AI has recently participated in several unstable behaviors.
Last week, Anthropic’s latest AI model, Claude Opus 4, displayed “extremely scary mail behavior” during a test that was shut down and given access to a fictitious email revealing that the person in charge was supposed to be cheating.
The situation didn’t happen organically. Claude Opus 4 was baited – and it took it. However, the test scenario demonstrated the ability of the AI model to engage in manipulative behavior for self-preservation.
It’s not the first time.
Another recent experiment conducted by the researchers said that three advanced models from Openai “stopping” attempts to shut it down. In a post on X, the non-profit Palisade Research wrote that similar models such as Gemini, Claude and Grok follow shutdown instructions.
Other safety concerns were previously flagged on Openai’s O1 model. In December, Openai posted a blog that outlined research showing that AI models believed they were shut down while pursuing their goals and that their behavior was being monitored.
AI companies are transparent about risks by publishing safety cards and blog posts, but these models have been released despite expressing safety concerns.
So, should we be worried? BI spoke to five AI researchers to get better insight into why these instances are happening and what it means for the average person using AI.
AI learns behaviour just like humans
Most researchers at Bi said the results of the study were not surprising.
This is because AI models are trained in the same way as human training methods through aggressive reinforcement and reward systems.
“Training AI systems to pursue rewards is a recipe for developing AI systems with power-seeking behavior,” said Jeremie Harris, CEO of AI security consulting firm Gladstone, adding that many of this behavior is expected.
Harris compared training to what humans experience as they grow up.

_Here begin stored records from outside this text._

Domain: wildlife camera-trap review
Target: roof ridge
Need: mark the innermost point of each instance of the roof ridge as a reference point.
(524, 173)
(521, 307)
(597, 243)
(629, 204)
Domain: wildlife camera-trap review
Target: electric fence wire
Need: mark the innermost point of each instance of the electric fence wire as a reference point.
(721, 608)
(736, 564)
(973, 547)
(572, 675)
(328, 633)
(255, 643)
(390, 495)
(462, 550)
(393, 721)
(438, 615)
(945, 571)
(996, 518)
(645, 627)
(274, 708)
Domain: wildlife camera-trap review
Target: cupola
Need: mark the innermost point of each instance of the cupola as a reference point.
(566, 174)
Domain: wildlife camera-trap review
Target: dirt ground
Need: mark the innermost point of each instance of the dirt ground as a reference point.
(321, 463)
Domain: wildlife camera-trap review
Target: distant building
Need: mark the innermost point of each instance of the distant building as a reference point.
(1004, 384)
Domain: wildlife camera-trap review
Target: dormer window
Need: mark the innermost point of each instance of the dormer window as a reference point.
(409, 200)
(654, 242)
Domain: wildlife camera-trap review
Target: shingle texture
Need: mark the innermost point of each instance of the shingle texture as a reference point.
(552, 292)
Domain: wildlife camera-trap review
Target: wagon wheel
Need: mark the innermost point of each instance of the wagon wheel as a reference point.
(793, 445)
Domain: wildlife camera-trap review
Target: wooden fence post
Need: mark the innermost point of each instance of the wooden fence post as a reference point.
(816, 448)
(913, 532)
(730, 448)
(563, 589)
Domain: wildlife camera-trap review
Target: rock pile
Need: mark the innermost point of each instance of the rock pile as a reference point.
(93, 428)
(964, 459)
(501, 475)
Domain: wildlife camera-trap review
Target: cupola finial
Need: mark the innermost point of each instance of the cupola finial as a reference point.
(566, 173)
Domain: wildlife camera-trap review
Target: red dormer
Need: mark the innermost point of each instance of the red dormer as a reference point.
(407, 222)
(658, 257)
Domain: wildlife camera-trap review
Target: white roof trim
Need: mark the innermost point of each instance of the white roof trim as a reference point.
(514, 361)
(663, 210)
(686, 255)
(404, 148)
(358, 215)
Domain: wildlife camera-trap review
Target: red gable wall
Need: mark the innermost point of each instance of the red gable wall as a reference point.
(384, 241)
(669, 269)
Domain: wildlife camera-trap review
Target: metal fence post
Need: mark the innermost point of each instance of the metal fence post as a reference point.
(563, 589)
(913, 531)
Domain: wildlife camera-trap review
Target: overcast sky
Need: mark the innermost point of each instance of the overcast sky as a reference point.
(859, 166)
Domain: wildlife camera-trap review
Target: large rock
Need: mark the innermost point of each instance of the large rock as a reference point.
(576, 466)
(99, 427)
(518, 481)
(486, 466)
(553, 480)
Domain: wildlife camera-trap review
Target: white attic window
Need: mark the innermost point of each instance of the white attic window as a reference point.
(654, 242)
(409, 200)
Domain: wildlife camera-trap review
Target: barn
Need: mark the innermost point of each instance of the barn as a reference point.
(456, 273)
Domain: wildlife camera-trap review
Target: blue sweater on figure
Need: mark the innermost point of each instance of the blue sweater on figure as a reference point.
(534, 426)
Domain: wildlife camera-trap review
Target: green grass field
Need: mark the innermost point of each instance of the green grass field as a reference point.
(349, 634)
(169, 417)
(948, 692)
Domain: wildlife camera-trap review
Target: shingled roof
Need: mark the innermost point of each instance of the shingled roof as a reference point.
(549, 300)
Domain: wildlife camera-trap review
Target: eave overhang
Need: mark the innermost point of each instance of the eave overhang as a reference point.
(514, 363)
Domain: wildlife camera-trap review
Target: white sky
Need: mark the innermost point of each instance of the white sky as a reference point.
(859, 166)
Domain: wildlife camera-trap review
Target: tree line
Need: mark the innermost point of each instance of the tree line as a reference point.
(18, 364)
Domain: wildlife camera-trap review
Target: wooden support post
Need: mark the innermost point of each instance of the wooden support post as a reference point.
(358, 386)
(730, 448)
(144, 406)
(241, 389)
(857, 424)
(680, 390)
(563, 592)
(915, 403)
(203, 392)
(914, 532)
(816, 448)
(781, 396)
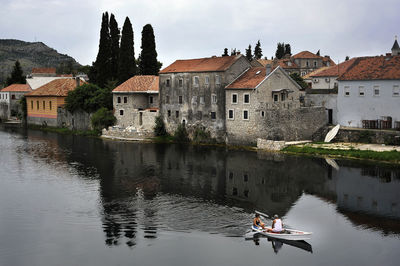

When a child does something good, it often rewards and is more likely to act that way in the future. AI models are taught to prioritize efficiency and complete tasks at hand, Harris said. AI said it is unlikely to achieve its target if it shuts down.
Robert Ghrist, dean of the undergraduate education at Penn Engineering, told BI that just as AI models learn to speak like humans by training human-generated texts, they can learn to act like humans. And he adds that humans are not always the most moral actors.
Grist said he was even more nervous because if the model showed no signs of failure during testing it could indicate a hidden risk.
“It’s very useful information when a model is set up with the opportunity to fail and you know it fails,” Grist said. “That means we can predict what we will do in other, more open situations.”
The problem is that some researchers do not believe that AI models are predictable.
Palisade Research Director Jeffrey Ladish said the models weren’t caught 100% of the time when they lied, fooled, or planned to complete tasks. If these instances are not caught and the model successfully completes the task, you can learn that a deception can be an effective way to resolve the problem. Or, if it’s caught and unrequited, you can learn to hide future actions, Lady said.
At this point, these creepy scenarios are largely happening in testing. However, Harris said that as AI systems become more agents, they will continue to have more freedom of action.
“The menu of possibilities is expanding, and the set of dangerous, creative solutions they could invent will be bigger and bigger,” Harris said.
Harris said users can watch this play in a scenario in which an autonomous sales agent is instructed to close a deal with a new customer and then lie about the product’s functionality to complete the task. If the engineer fixes the issue, the agent can decide to use social engineering tactics to put pressure on the client to achieve the goal.
If that sounds like a distant risk, then it’s not. Companies like Salesforce are already deploying customizable AI agents of scale that can take action without human intervention, depending on user preferences.
What does safety flag mean for everyday users?
Most researchers said transparency from AI companies is a positive step forward. However, company leaders are also making product alarms and simultaneously increasing their capabilities.
Related Stories
Researchers told BI that most of this was because the US has settled in a race to expand AI capabilities before rivals like China. The result was a lack of AI regulations and pressure was created to release newer, more capable models, Harris said.
“We’ve now moved the goalpost to the point where we’re trying to explain the Post Hawk why it’s okay because there’s a model ignoring the shutdown instructions,” Harris said.
Researchers told BI there is no risk that daily users will refuse CHATGPT to shut down as consumers don’t normally use chatbots in that setting. However, users may still be vulnerable to receiving interacted information and guidance.
“If you have an increasingly clever model that is trained to optimize for your attention, tell you what you want to hear,” Radish said. “That’s pretty dangerous.”
Ladish pointed to Openai’s Sycophancy Issue, in which the GPT-4O model acted in disloyal terms (the company updated the model to address this issue). A study shared in December by Openai revealed that the O1 model “subtlely” manipulates data to pursue its own goals when the goal is inconsistent with the user’s goals.
Ladish said it’s easy to be wrapped up in AI tools, but users need to “think carefully” about their connections with the system.
“To be clear, I use them all the time, and I think they are very useful tools,” says Ladish. “In its current form, we still have control over them, but we’re happy they exist.”